Growing numbers of bright sixth-formers are dropping out of A-level courses because a government drive to cut the number of 16-year-olds leaving school has focused careers advice on low-achieving students, new research suggests.

The policy has succeeded in reducing the number of students "lost to the system" by encouraging more disaffected pupils to stay in education or training, the report by the National Foundation for Educational Research found.

But it has also led to higher numbers of brighter teen-agers choosing the wrong A-level courses and subsequently dropping out, according to the research, commissioned by the Government.

Schools and careers advisers have questioned whether the modest improvements were worth the effort, particularly when many bright pupils have suffered as a result.
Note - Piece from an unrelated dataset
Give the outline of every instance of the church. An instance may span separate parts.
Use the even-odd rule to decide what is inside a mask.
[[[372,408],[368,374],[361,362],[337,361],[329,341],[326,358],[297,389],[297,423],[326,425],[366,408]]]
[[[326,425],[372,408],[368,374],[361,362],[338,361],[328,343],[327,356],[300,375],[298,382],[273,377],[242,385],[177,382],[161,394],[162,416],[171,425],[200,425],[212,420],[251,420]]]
"Careers advice has been focused on low achievers at the expense of students 'of average ability or the most able'," Marian Morris, Mark Rickinson and Deborah Davies of the foundation concluded after their three-month study of careers advice in schools.

There has been "a reported increase in drop-outs from post-16 academic courses, said to be partly the result of insufficient preparation in year 11 [students' GCSE year] for those outside the target group, with consequent poor decision making".

The report concluded that under the scheme "a great deal of careers advisers' time [is] spent tracking down young people who were 'hard-to-reach', with levels of success said generally not to be commensurate with the effort involved".

It added: "There was a feeling that success with the target group was often at the expense of other young people. Interviewees were concerned about the long-term cost of not meeting the 'career-learning needs of all young people'."

The policy, introduced in 1998, had led to a polarisation of careers advice in schools, the report found. Careers guidance was good in fewer than one in three schools, it concluded, with more than two- thirds showing "major deficits" in their ability to offer advice.

Leigh Henderson, of the National Advisory Council for Careers and Education Guidance, said careers advisers had always been concerned at the Government's policy. "Able students can be the hardest people to advise because they have more options than the less able," she said.